I received quite a few comments concerning my age. Some saw it as an advantage – a chance for “new/ fresh blood” to enter the council. Others said I needed more experience with the world before entering such a role. The statement seemed unconstitutional: according to law, any resident of Australia on the electoral role is eligible to run for local government. Are they saying there needs to be an amendment to restrict the age of councillors?
In a more specific context, several issues were barely mentioned.
The environment, for one, was just too big and scary. Hardly anyone wanted to touch it because then they might have to start saying some unpopular things.
Tourism was mentioned but no one seemed to have a plan to attract visitors all year round so local small businesses don’t suffer in the slower months.
The fact that automation will bring an end to our retail industry was neatly dodged by almost everyone.
What was mentioned constantly was consultancy and finance and the three Rs: rates, roads and rubbish. These same three loud-mouth issues that have been talked about forever.
There is a rate cap, roads are built under special charge schemes and we are part of a regional waste management group. Can we move on? Please? There are bigger issues here.
My main issue with the whole election was the fact that candidates sounded like clones. Everyone said the same thing: finances need to be handled better, there needs to be more consultancy, lower rates, cut costs. No one had a new idea, which is what Bass Coast sorely needs now. No one was thinking radically.
Come to think of it, no one was thinking further ahead than maybe five to 10 years. No one was thinking of 50 years in the future, when the coast has eroded away, the sea temperature has risen and the penguins have left, when our retail sector is gone thanks to eBay and other online sites, when all the young people have left to find work and there is no one to look after the old people.

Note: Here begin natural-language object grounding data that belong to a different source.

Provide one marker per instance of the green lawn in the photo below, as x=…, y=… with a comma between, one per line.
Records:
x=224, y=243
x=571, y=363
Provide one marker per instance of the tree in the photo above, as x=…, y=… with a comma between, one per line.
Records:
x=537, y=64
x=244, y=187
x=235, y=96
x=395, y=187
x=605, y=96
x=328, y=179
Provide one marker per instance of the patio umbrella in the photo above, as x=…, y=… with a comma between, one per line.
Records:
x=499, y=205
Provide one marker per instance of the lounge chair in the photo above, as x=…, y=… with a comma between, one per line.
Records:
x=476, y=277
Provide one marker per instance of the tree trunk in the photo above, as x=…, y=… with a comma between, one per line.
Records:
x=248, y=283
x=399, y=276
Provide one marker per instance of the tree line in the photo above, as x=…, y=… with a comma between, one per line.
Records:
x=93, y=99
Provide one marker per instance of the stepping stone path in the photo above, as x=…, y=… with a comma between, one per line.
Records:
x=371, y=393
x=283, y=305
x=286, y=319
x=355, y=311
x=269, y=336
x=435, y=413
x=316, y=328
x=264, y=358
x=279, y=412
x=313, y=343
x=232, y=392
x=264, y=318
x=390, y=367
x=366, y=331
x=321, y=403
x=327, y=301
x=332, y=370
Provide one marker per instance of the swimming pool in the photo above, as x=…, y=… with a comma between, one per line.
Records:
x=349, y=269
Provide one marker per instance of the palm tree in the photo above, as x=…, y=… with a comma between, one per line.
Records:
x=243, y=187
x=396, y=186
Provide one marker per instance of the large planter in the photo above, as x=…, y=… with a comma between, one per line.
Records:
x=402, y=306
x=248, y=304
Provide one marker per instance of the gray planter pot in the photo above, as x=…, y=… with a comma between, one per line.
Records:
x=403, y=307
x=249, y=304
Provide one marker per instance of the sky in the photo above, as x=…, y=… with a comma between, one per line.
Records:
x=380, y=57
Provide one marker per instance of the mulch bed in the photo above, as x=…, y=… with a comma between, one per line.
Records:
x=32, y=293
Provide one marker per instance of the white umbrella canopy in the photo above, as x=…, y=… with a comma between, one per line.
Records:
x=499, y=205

These are the issues no one seems willing to address.
Allow me to address the new councillors: I know you want the best for the community. But you need to start making decisions for the future, not for the interim. You need to start making decisions with the Millennials in mind and the generations that will come after us. Don’t bow to the demands of the loud-mouths. Instead, make decisions that are still going to be benefiting us in 50 years.
Think about the environment and how you can protect it. Think about tourism and how to generate it. Think about where we can move our economy once retail becomes redundant. Think about how the council can support our artists and the community at large. Just think!
Because the truth is that the loud-mouths are going to die, you new councillors are going to die, and we, the Millennials, will still be left behind with what you made here now.
I know some Millennials have given us all a bad name. I know that sometimes we can be frustrating and seemingly only concerned with small, petty issues. But we are paying attention. We are concerned about the future of our home, our shire. We don’t want to leave, but it seems we have to.
When I talked to young people during this election, they were surprised I was standing. The universal reaction was “Why bother? No one is listening to us anyway.” I think it’s time to change that, don’t you?
I know there is a plan for a skate park and the council has a youth committee. But don’t patronise us with tokens and then tell us to go away when we ask for help. You can’t keep shutting us out from the big decisions. Because we are part of this community too, and we may well be the most important part of it – we are the future.
Don’t leave us with a mess because you were too afraid to spend too much or to upset somebody. Leave us with a legacy you can be proud of.